How many mixed-race couples?
With all the controversy over the Cheerios ad with a mixed-race couple, can you tell me how many such married couples are now in the United States?
For those of you who missed the Cheerios ad dustup, here's a summary: At the breakfast table, a girl tells Mom that Dad said Cheerios is good for your heart. "Is that true?" The ad then cuts to Dad on the couch with a pile of Cheerios on his chest. It ends with the word "love" on screen.
Dad is black, Mom is white and the girl is biracial. When the commercial hit YouTube, there were so many negative remarks that Cheerios asked for the comments section to be turned off.
General Mills, maker of Cheerios, said it will continue running the ad as scheduled for several more months. According to the Associated Press, Camille Gibson, vice president of marketing for Cheerios, said the ad campaign reflects the changing U.S. population.
And she's correct. According to the 2010 U.S. Census, 6.9 percent of all married couples have spouses of a different race and 9.5 percent have spouses of a different race or ethnic origin.
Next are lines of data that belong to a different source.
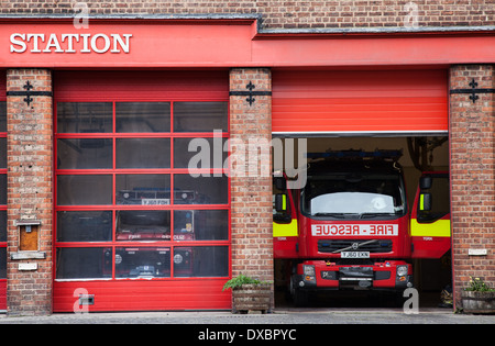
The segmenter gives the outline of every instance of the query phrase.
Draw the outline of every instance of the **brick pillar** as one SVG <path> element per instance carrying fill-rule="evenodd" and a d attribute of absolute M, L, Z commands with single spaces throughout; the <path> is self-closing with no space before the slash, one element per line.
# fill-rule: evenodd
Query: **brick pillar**
<path fill-rule="evenodd" d="M 22 94 L 28 89 L 30 97 Z M 7 309 L 14 315 L 52 312 L 51 93 L 50 70 L 7 71 Z"/>
<path fill-rule="evenodd" d="M 230 71 L 232 275 L 273 281 L 271 91 L 270 69 Z"/>
<path fill-rule="evenodd" d="M 458 93 L 459 89 L 472 89 L 473 80 L 477 89 L 495 88 L 494 66 L 451 67 L 452 279 L 457 306 L 470 277 L 482 277 L 495 288 L 495 96 L 477 92 L 473 103 L 471 93 Z M 487 254 L 470 255 L 470 249 Z"/>

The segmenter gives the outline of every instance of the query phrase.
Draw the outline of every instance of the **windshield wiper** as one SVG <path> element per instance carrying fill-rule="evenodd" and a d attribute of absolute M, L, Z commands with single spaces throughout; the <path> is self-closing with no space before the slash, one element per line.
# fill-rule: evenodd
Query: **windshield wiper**
<path fill-rule="evenodd" d="M 395 216 L 395 213 L 361 213 L 360 219 L 376 217 L 376 216 Z"/>

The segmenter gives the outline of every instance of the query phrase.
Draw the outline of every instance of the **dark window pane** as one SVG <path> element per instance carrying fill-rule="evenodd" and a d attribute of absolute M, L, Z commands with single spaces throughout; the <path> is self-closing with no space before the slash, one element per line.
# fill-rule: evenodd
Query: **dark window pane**
<path fill-rule="evenodd" d="M 168 175 L 118 175 L 117 204 L 170 204 L 170 177 Z"/>
<path fill-rule="evenodd" d="M 117 168 L 169 168 L 169 138 L 118 138 Z"/>
<path fill-rule="evenodd" d="M 7 132 L 7 102 L 0 102 L 0 132 Z"/>
<path fill-rule="evenodd" d="M 174 211 L 174 239 L 227 241 L 229 212 L 227 210 Z"/>
<path fill-rule="evenodd" d="M 164 278 L 170 276 L 169 247 L 116 248 L 116 278 Z"/>
<path fill-rule="evenodd" d="M 58 139 L 58 169 L 112 168 L 112 148 L 110 138 Z"/>
<path fill-rule="evenodd" d="M 58 102 L 58 133 L 112 132 L 112 103 L 110 102 Z"/>
<path fill-rule="evenodd" d="M 117 212 L 117 241 L 169 241 L 170 212 L 121 210 Z"/>
<path fill-rule="evenodd" d="M 226 143 L 227 138 L 175 138 L 174 168 L 223 168 Z"/>
<path fill-rule="evenodd" d="M 0 210 L 0 242 L 7 242 L 7 210 Z"/>
<path fill-rule="evenodd" d="M 58 205 L 107 205 L 112 203 L 112 176 L 58 176 Z"/>
<path fill-rule="evenodd" d="M 7 175 L 0 175 L 0 204 L 7 204 Z"/>
<path fill-rule="evenodd" d="M 174 248 L 174 277 L 227 277 L 229 247 L 184 246 Z"/>
<path fill-rule="evenodd" d="M 117 102 L 117 132 L 169 132 L 170 103 Z"/>
<path fill-rule="evenodd" d="M 111 211 L 57 212 L 57 242 L 106 242 L 112 239 Z"/>
<path fill-rule="evenodd" d="M 112 276 L 109 247 L 57 248 L 57 279 L 101 279 Z"/>
<path fill-rule="evenodd" d="M 174 176 L 175 204 L 227 204 L 228 179 L 222 177 Z"/>
<path fill-rule="evenodd" d="M 0 138 L 0 168 L 7 168 L 7 138 Z"/>
<path fill-rule="evenodd" d="M 0 247 L 0 279 L 7 279 L 7 247 Z"/>
<path fill-rule="evenodd" d="M 175 102 L 175 132 L 228 132 L 227 102 Z"/>

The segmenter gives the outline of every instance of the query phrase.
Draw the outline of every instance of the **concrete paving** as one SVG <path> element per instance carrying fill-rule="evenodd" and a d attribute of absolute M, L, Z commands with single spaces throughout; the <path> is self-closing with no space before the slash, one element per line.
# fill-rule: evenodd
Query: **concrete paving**
<path fill-rule="evenodd" d="M 0 324 L 188 324 L 188 325 L 317 325 L 317 324 L 495 324 L 495 315 L 457 314 L 450 309 L 277 309 L 268 314 L 230 311 L 56 313 L 43 316 L 0 315 Z M 196 327 L 197 328 L 197 327 Z"/>

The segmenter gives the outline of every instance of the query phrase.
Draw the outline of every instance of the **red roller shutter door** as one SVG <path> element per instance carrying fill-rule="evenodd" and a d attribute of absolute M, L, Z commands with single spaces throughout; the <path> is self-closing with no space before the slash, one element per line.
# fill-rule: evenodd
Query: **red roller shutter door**
<path fill-rule="evenodd" d="M 0 150 L 7 152 L 7 76 L 4 70 L 0 70 L 0 116 L 4 118 L 6 125 L 0 129 L 0 138 L 4 141 L 4 147 Z M 7 158 L 7 154 L 4 155 Z M 7 164 L 7 160 L 6 160 Z M 0 175 L 7 176 L 7 166 L 0 166 Z M 7 181 L 7 179 L 6 179 Z M 4 216 L 0 217 L 2 225 L 0 225 L 0 311 L 7 310 L 7 189 L 1 191 L 4 196 L 0 200 L 4 200 L 6 204 L 0 204 L 0 213 Z"/>
<path fill-rule="evenodd" d="M 273 72 L 274 135 L 448 132 L 444 70 Z"/>
<path fill-rule="evenodd" d="M 54 312 L 230 309 L 228 178 L 180 159 L 213 136 L 207 110 L 228 138 L 228 88 L 222 71 L 54 72 Z"/>

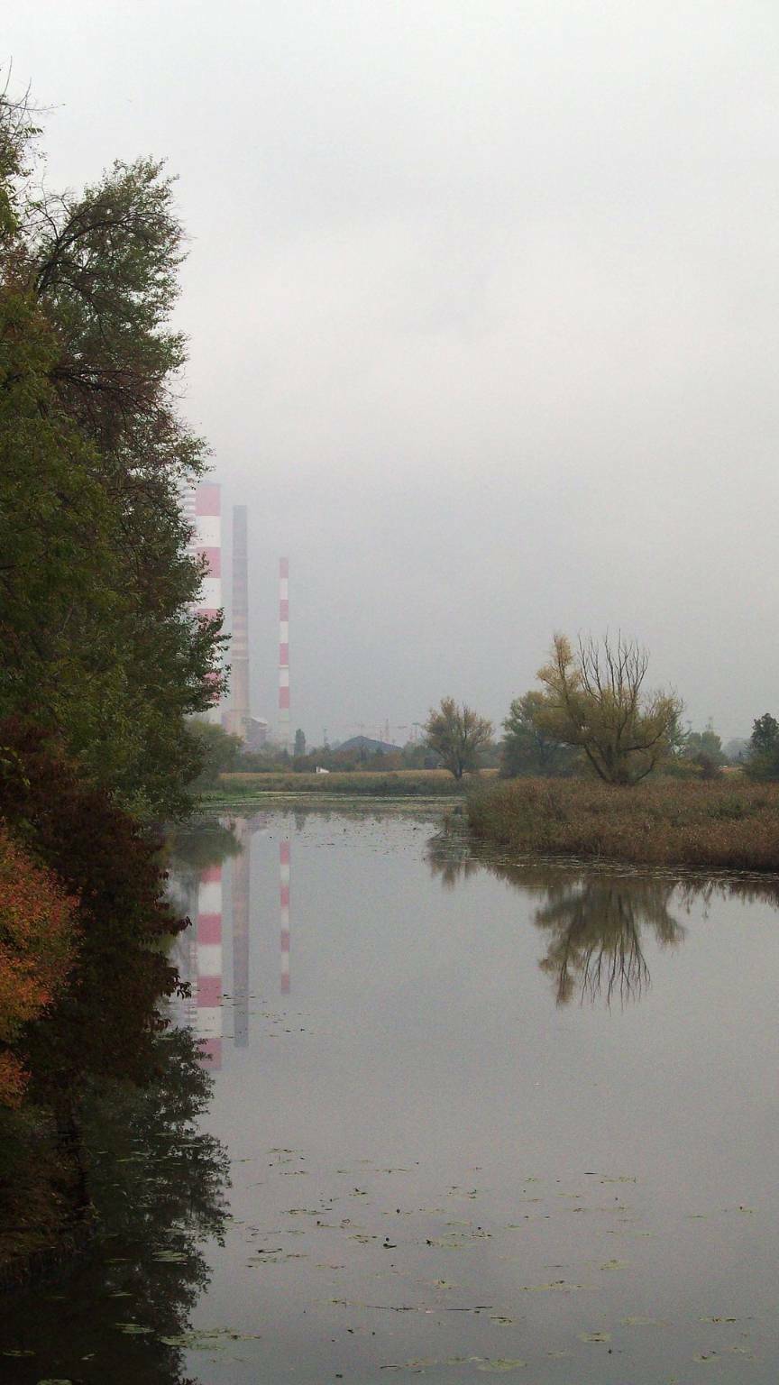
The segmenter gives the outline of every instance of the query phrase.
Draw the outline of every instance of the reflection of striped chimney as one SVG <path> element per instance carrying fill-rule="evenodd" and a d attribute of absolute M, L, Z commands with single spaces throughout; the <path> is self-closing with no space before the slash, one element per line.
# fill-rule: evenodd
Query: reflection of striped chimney
<path fill-rule="evenodd" d="M 194 492 L 193 551 L 207 560 L 197 615 L 215 616 L 222 609 L 222 496 L 213 482 L 201 482 Z M 218 699 L 205 712 L 209 722 L 219 720 Z"/>
<path fill-rule="evenodd" d="M 201 871 L 197 892 L 195 1037 L 202 1061 L 222 1066 L 222 867 Z"/>
<path fill-rule="evenodd" d="M 250 719 L 247 507 L 233 506 L 233 638 L 230 731 L 245 735 Z"/>
<path fill-rule="evenodd" d="M 240 852 L 233 856 L 233 1019 L 236 1048 L 250 1042 L 250 882 L 251 835 L 245 819 L 236 823 Z"/>
<path fill-rule="evenodd" d="M 279 558 L 279 740 L 290 749 L 290 560 Z"/>
<path fill-rule="evenodd" d="M 281 920 L 281 994 L 290 994 L 290 843 L 279 843 L 279 902 Z"/>

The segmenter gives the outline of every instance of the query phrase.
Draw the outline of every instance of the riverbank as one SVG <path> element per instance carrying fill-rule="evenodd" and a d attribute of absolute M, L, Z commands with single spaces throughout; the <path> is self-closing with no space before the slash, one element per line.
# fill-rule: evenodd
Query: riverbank
<path fill-rule="evenodd" d="M 481 841 L 646 866 L 779 871 L 779 785 L 510 780 L 467 801 Z"/>

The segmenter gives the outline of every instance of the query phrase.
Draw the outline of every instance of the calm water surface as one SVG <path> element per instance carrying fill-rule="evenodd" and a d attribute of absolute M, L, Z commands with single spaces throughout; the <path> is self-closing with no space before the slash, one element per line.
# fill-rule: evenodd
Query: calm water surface
<path fill-rule="evenodd" d="M 195 834 L 209 1108 L 175 1126 L 179 1064 L 96 1137 L 114 1235 L 15 1296 L 3 1381 L 773 1385 L 776 884 L 434 832 L 262 814 L 220 863 Z"/>

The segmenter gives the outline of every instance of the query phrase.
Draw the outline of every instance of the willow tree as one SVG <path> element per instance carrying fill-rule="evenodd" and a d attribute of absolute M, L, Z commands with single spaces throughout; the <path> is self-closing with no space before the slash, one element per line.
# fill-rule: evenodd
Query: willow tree
<path fill-rule="evenodd" d="M 639 644 L 579 638 L 574 650 L 556 634 L 549 663 L 538 670 L 541 731 L 579 747 L 606 784 L 638 784 L 674 745 L 682 702 L 675 692 L 645 691 L 649 655 Z"/>
<path fill-rule="evenodd" d="M 180 485 L 184 233 L 159 162 L 36 193 L 35 129 L 0 93 L 0 716 L 33 711 L 143 816 L 186 809 L 187 719 L 223 690 L 220 616 Z"/>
That 9.5 percent represents an increase of 28 percent since the 2000 census.
Florida is at about the national average in both categories: 6.5 percent of all married couples have spouses of a different race and 10.9 percent of have spouses of a different race or ethnic origin.
"The rise in interracial marriage indicates that race relations have improved over the past quarter century," Daniel Lichter, a sociology professor at Cornell University, told the Huffington Post. "Mixed-race children have blurred America's color line. They often interact with others on either side of the racial divide and frequently serve as brokers between friends and family members of different racial backgrounds," he said. "But America still has a long way to go."
Just a pinch of salt
Is sea salt iodized?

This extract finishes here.